Initial gradient (B %): 40%; column temperature: 40° C.; flow rate: 0.6 mL/min; injection volume: 3 μL; run time: 3.5 min; autosampler temperature: 4° C.

Mass Spectrometry Conditions: LCMS-8060 Mass Spectrometer with ESI Source, Positive Ion MRM Scanning

As the experimental results, the plasma concentration-time curves for the 4 groups including the X842 spray drying excipient physical mixture, X842 spray drying ASD (Composition 1) tablet, X842 hot melt extruded SD (Composition 2) and X842 capsules are shown in FIGS. 12 and 13, and some PK parameters are shown in Table 3 and Table 4.

TABLE 3
X842 PK parameters

		X842 spray	X842 spray		X842 hot melt
		drying ASD	drying excipient		extruded SD
		(Composition 1)	physical mixture	X842	(Composition 2)
Parameters	Unit	tablet	tablet	capsules	tablet

T1/2α	h	46.27	0.15	11.66	11.88
T1/2β	h	46.33	0.39	23.27	15.63
Tmax	h	0.50	1.00	0.50	2.00
Cmax	ng/mL	105.39	12.59	8.65	2.74
AUC(0-24)	ng/mL*h	269.61	4.99	34.69	7.95
AUC(0-∞)	ng/mL*h	403.94	5.96	45.65	13.29

TABLE 4
TX07 PK parameters (Active metabolite of X842)

		X842 spray	X842 spray		X842 hot melt
		drying ASD	drying excipient		extruded SD
		(Composition 1)	physical mixture	X842	(Composition 2)
Parameters	Unit	tablet	tablet	capsules	tablet

T1/2α	h	1.47	1.38	1.47	2.11
T1/2β	h	19.81	37.63	19.50	37.04
Tmax	h	2.00	2.00	2.00	4.00
Cmax	ng/mL	494.50	143.97	117.45	49.17
AUC(0-24)	ng/mL*h	2422.70	900.72	745.29	342.42
AUC(0-∞)	ng/mL*h	2512.56	940.62	777.33	356.87

According to the prototype drug X842 measurement results as shown in Table 3, the AUC (0-24 h) for the X842 spray drying ASD (Composition 1) tablet group is maximum at 269.61 ng/mL*h; the X842 capsule group is at 34.69/mL*h; the X842 hot melt extruded SD (Composition 2) tablet group is 7.95 ng/ml*h; the X842 spray drying excipient physical mixture tablet group is the smallest at 4.99 ng/mL*h; the X842 spray drying ASD (Composition 1) tablet group is 7.77, 33.91 and 54.03 times of the other three groups respectively.

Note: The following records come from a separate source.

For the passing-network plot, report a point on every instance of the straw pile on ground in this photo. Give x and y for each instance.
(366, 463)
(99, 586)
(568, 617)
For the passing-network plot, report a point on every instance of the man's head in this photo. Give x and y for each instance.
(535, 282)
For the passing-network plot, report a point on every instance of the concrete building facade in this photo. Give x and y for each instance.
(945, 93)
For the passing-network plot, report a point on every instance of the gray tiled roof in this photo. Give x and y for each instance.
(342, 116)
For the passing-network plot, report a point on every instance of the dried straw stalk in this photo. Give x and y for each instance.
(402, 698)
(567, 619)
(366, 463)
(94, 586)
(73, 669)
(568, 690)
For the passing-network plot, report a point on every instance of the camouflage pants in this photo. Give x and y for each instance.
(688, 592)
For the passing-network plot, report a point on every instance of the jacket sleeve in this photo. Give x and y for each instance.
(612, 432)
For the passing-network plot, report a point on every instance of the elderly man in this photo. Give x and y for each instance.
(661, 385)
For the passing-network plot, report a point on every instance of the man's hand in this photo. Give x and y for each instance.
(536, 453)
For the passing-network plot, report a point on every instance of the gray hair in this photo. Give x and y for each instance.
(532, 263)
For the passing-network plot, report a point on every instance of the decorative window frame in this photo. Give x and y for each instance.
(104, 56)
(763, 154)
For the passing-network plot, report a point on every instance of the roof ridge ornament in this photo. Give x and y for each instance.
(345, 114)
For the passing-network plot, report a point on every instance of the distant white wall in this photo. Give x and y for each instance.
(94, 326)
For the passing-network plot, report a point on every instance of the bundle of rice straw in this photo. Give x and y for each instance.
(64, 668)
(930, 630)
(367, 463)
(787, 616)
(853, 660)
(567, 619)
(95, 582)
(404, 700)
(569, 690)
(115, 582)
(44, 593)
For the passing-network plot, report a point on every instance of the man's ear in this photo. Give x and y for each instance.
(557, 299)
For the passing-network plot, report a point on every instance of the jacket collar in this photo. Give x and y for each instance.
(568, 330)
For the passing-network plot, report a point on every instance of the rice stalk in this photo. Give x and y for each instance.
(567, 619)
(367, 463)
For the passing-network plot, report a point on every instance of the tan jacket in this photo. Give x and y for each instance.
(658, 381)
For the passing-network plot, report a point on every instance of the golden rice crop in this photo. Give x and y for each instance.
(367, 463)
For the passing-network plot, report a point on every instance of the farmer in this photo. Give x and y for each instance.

According to the analysis results for active metabolite TX07 as shown in Table 4: the AUC (0-24 h) for the X842 spray drying ASD (Composition 1) tablet group is the largest at 2422.70 ng/ml*h; the X842 spray drying excipient physical mixture tablet group is 900.72 g/mL*h; the X842 capsule group is 745.29 ng/ml*h; the X842 hot melt extruded SD (Composition 2) tablet group is minimum at 342.42 ng/ml*h; the X842 spray drying ASD (Composition 1) tablet group is 2.39, 3.25 and 7.08 times of the other three groups respectively.

The above results show that of both X842 and the active metabolite TX07 are measured at much higher concentrations for the X842 spray drying ASD group, indicating that the bioavailability thereof is significantly improved compared with the other groups.

The blood concentration of the X842 solid dispersion (spray drying method) tablet of the present invention is higher than the X842 capsule in the body of beagle dog, proving that the X842 amorphous solid dispersion in the present invention can better maintain supersaturated concentration of X842 in the stomach and the intestinal tract, thereby increasing its oral bioavailability.

Each technical characteristic of the above-mentioned examples can be combined arbitrarily, for making description succinct, all possible combinations of each technical characteristic in the above-mentioned example are not all described, yet, as long as the combination of these technical characteristics does not results in a contradiction, all should be deemed to be within the scope of this invention.

The above-mentioned examples have only expressed several implementation modes of the present invention, and its description is comparatively specific and detailed, but can not therefore be interpreted as the restriction to invention patent scope. It should be pointed out that those skilled in the art can make several modifications and improvements without departing from the concept of the present invention, and these all belong to the protection scope of the present invention. Therefore, the protection scope of the patent for the present invention should be based on the appended claims.